众人悬着的心终于放下。
护士把关雅婷送到icu,关母紧跟其后,走之前,还不忘叫上展霂:“小霂,雅婷一直很喜欢你,要是她醒来能看到你,一定很开心。你们那么多年的感情,她都这样了,你,你能不能陪陪她?”
展霂没做声,沉默地跟在病床后面。
他没看到,关母故意落在他身后,恶狠狠地禁止关卿靠近。
涂美柔和关卿停在半道上,无言地看他们远去。
啊——
很小的呻吟声从关卿的喉咙挣脱出来,裹挟着难以忍受的痛苦,听得涂美柔心肝发颤。
“关卿,你怎么了?”涂美柔焦急蹲下来查看。
一股疼痛突然从关卿的四肢百骸传来,身体像被千万只尖锐的长针狠狠扎穿,密密麻麻,没有遗漏,关卿咬紧牙关,汗如雨下,一阵天旋地转后,关卿彻底失去了意识。
第二天,关卿悠悠转醒,医院里独特的气味充斥在她鼻尖,喉咙火烧般的难受,她下意识道:“水,水……”
“关卿,你说什么?”左郁麟惊喜地站起身,俯在病床边,侧耳朵听。
涂美柔从沙发上弹起,丢掉手中的手机,三步并两步地跑过来:“关卿醒了?”
关卿还没有完全清醒,脑子里混沌一片,身体里对水的极度渴望,让她本能地求救,只是她过于虚弱,嘴巴张开又关闭,连气声都断断续续,让人听不真切。
左郁麟听得焦急,烦躁地连连拍床头的呼叫器,催促医生。
内心的急躁无法宣泄,他来回踱步,余光瞥见桌柜上的水壶,灵光一闪,倒了杯水。
才倒好,涂美柔已经扶起关卿,让关卿靠在她的身上,她抢过左郁麟手里的水杯:“关卿,水来了,张嘴。”

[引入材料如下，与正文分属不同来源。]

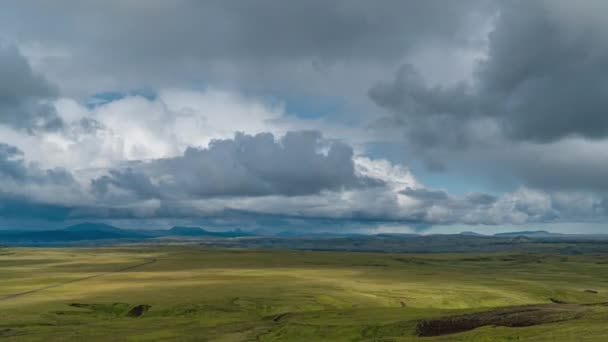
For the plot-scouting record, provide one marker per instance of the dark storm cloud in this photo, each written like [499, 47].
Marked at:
[14, 168]
[245, 166]
[25, 95]
[541, 81]
[158, 43]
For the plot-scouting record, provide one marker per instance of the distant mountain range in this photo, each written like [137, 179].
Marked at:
[532, 234]
[99, 231]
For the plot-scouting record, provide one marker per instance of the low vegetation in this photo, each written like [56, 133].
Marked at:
[142, 293]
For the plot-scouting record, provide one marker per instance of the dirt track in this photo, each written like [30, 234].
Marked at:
[67, 282]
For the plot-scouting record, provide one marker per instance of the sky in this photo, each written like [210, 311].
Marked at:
[307, 116]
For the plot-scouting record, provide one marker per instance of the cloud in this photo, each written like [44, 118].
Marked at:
[313, 49]
[540, 81]
[299, 163]
[25, 96]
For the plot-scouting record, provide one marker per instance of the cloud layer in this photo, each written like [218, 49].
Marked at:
[316, 111]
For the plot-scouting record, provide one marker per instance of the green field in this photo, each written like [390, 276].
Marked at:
[189, 293]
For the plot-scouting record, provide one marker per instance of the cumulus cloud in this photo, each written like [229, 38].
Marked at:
[519, 109]
[299, 163]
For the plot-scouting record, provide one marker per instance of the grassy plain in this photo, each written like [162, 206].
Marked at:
[197, 294]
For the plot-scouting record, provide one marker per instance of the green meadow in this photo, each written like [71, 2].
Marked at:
[179, 293]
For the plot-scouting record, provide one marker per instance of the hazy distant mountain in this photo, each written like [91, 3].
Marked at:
[88, 231]
[530, 234]
[196, 231]
[467, 233]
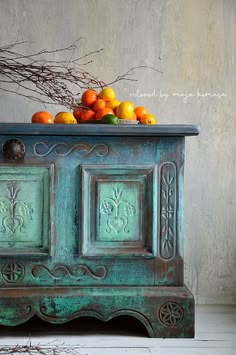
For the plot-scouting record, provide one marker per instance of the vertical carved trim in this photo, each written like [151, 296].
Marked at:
[168, 191]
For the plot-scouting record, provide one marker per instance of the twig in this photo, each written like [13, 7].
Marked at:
[51, 81]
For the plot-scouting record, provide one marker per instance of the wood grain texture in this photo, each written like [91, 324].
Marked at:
[194, 44]
[209, 339]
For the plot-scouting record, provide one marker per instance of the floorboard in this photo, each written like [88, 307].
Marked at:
[215, 335]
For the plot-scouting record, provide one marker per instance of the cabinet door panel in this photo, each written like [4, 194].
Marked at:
[117, 208]
[25, 210]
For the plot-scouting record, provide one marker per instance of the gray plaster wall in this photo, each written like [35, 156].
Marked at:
[194, 44]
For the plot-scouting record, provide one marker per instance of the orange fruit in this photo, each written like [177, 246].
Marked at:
[134, 116]
[77, 113]
[42, 117]
[148, 119]
[64, 118]
[87, 115]
[99, 104]
[140, 111]
[88, 98]
[103, 112]
[125, 110]
[107, 94]
[113, 104]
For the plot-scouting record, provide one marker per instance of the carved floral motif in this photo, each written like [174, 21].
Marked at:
[13, 272]
[14, 212]
[118, 212]
[168, 211]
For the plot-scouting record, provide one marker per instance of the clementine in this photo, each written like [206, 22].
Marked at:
[99, 104]
[42, 117]
[89, 97]
[64, 118]
[77, 113]
[148, 119]
[87, 115]
[125, 110]
[140, 111]
[107, 94]
[103, 112]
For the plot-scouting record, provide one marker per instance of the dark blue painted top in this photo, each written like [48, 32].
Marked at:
[98, 129]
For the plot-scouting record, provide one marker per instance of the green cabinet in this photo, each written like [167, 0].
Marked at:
[91, 223]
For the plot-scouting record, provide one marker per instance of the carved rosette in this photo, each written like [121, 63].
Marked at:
[13, 272]
[171, 314]
[168, 191]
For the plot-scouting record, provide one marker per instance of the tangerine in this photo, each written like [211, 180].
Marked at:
[42, 117]
[125, 110]
[99, 104]
[140, 111]
[64, 118]
[107, 94]
[148, 119]
[113, 104]
[89, 97]
[87, 115]
[103, 112]
[77, 113]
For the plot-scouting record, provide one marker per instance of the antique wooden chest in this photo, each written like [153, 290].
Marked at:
[91, 224]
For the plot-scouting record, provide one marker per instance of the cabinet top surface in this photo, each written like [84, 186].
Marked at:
[98, 129]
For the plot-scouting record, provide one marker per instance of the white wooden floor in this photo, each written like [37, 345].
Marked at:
[215, 335]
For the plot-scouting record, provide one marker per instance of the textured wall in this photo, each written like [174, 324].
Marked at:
[194, 44]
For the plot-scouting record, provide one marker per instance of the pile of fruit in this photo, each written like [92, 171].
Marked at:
[99, 108]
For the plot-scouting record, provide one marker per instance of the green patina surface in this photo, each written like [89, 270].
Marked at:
[101, 211]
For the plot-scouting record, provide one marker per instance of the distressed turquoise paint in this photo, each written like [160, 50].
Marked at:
[92, 235]
[25, 209]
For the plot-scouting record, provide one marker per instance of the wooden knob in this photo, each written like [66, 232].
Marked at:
[13, 149]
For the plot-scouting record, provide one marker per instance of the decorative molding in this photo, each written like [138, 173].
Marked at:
[79, 272]
[41, 149]
[171, 314]
[118, 212]
[23, 314]
[13, 272]
[168, 191]
[14, 212]
[101, 316]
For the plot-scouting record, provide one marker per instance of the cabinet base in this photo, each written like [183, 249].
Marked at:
[166, 312]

涂美柔将水杯放在关卿嘴边,微微倾斜,水缓慢流进她的嘴里。关卿一喝到水,像猫见了鱼,嘴巴张得更大了,咕咚咕咚没一会儿就将半杯水喝光。
灌了那么多水下去,彻底清醒:“我怎么了?”
关卿愣住了,她说话了!
“是,我说的?”关卿不敢相信!
因为长时间没有开口,她说话有些艰难,而且声音非常沙哑难听。可对于涂美柔来说,她的声音是最美妙不过的音乐:“对,你能说话了!”
“先让医生检查吧。”左郁麟拉开涂美柔,把位置让给医生。
该做的检查,在关卿昏迷的时候已经做过了,现在医生来确认一遍结论,他询问关卿几个问题,然后扶着关卿坐起来,双脚下地,突然朝她膝盖拍打了一下,关卿的腿下意识向上跳起,医生又换了另一边拍打,也是这样。
他欣慰地对关卿说:“关小姐,恭喜啊,你快要痊愈了!能说话了,手脚也有了意识,只要坚持复健,能恢复到原来的状态。”
做了三个月的植物人,突然听到这个消息,关卿觉得很不真实。直到涂美柔激动地抱住她,泪水在早春寒凉的空气中划过,像雨滴般吧嗒吧嗒地落在她的脖子里,微凉的触感唤醒她的理智,她再也忍不住,抬起还不是很受控制的手,笨拙却死死地抱住涂美柔,喜极而泣地大哭。
左郁麟仰头望天,快速眨巴眼睛,泪意在小旋风中消散,只是眼睛红得像兔子一样,任谁都能看得出来。
“小伙子,趁着眼眶还红,快过去啊,追女孩子就别怕丢脸!”医生挤眉弄眼地鼓励他,关小姐昏迷后,陆陆续续来了几个人,可就只有左郁麟和涂美柔照顾了关小姐整整一夜,那么深情的小伙子,他不介意指点指点。
左郁麟的脸像被火烧了一样,瞧他花白的头发,暗叹太不正经了!
“关小姐长时间没有运动,虽然每天都有按摩,但是肌肉还是有些萎缩,要彻底恢复原样,需要至少两个月时间复健,你小子要把握好机会啊!”医生意味深长地对左郁麟使眼色,“对了,这一周里,她每天最多只能练半小时,过量了反而会适得其反。下周复查后,再决定之后的训练时长。”